Last year's devastating American hurricanes and other natural disasters cost Zurich Financial Services $3.1 billion (£1.8 billion) after re-insurance.
But the Swiss multi-national still finished 2005 with a bottom line profit of $3.2 billion, a 30 per cent increase on 2004.
Without the weather setbacks, Zurich would have made an under-writing profit of 3.8 per cent of its general insurance premiums. In the event, claims cost 100.8 per cent of the premiums, still a 1.2 per cent improvement on 2004.
"Reflecting the group's policy to only accept business in markets where rates permit underwriting at or in excess of our hurdle rate, gross written premiums and policy fees in general insurance declined one per cent to $33.4 billion (£19.2 billion)," Zurich stated.
Its UK headquarters for commercial general insurance is in Hagley Road, Birmingham. It also has a specialist Risk Services operation in Rubery. Together they employ some 1,200 people.

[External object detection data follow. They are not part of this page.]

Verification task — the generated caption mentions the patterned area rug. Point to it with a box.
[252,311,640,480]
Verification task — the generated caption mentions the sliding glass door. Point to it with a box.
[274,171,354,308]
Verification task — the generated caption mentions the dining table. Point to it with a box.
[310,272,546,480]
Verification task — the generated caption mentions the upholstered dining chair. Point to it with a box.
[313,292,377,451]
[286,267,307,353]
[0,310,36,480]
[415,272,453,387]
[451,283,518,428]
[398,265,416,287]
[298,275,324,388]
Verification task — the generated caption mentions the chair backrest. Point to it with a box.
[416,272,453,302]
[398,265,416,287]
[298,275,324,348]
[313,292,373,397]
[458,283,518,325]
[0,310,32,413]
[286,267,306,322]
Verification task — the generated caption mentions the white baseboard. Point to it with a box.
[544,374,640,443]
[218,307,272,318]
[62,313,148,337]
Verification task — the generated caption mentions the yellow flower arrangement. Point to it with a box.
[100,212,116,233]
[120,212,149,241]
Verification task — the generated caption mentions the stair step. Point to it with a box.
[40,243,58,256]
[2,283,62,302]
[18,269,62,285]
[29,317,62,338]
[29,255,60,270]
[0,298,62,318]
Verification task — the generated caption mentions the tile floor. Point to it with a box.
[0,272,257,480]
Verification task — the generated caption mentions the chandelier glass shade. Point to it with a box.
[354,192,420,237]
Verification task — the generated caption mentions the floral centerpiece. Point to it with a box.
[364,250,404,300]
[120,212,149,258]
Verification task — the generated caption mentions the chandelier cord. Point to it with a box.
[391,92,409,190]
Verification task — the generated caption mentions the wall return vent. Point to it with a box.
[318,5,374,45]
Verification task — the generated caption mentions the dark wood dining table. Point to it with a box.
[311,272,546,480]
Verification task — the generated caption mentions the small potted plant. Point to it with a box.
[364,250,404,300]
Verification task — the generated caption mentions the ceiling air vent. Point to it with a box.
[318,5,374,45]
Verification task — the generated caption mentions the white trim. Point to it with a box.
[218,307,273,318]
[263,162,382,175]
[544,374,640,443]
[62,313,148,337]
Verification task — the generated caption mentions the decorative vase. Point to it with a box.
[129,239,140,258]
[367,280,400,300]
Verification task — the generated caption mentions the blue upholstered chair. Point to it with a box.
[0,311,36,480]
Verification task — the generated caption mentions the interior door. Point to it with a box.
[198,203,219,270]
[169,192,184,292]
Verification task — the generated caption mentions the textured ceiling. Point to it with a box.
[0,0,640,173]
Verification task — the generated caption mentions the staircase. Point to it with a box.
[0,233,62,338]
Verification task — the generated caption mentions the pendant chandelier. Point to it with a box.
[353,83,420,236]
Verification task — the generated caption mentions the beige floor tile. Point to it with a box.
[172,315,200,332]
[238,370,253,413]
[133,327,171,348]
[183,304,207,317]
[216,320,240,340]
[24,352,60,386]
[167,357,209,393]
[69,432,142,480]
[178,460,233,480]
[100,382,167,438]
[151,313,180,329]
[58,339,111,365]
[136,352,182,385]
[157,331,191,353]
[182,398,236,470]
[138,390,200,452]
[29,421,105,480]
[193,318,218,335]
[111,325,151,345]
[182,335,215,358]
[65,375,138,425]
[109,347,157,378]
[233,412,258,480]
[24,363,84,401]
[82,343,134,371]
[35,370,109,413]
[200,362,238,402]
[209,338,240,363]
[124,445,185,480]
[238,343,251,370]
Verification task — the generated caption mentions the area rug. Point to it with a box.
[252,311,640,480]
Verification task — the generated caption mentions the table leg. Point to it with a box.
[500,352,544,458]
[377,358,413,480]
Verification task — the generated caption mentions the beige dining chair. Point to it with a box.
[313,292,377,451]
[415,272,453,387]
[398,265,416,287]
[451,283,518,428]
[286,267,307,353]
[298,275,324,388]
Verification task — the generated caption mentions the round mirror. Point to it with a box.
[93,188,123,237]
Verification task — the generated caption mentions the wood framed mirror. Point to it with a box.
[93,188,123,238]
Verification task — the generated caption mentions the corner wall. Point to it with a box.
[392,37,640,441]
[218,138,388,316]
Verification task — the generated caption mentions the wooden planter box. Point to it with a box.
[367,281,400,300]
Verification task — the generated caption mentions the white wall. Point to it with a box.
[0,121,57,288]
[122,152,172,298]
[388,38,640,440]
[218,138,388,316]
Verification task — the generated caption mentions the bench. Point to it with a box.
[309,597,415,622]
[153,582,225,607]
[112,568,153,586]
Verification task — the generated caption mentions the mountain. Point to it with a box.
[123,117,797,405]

On the life side, the profit margin on global new business rose by 3.1 per cent to 14.5 per cent, although the total gross new premiums written fell by four per cent to the equivalent of $1.079 billion (£613 million) in new annual premiums.
Britain was one of the countries where Zurich's life sales "gained strong momentum".
The overall knockback was mainly due to an internal shake-up in Switzerland and a 34 per cent decline in sales in Germany where a rush in 2004 to beat tax changes was not repeated.
Zurich's investments, averaging $185.1 billion (£106 billion) over the year yielded $7.8 billion (£4.5 billion) in net investment income, four per cent up on the year. The total investment return, including both realised and unrealised capital gains and losses was $10.3 billion (£5.9 billion).
"We are reporting a record performance following the insurance industry's most severe natural catastrophe year on record," said a buoyant James Schiro, Zurich's chief executive.
The dividend is raised to seven Swiss francs from four in 2004.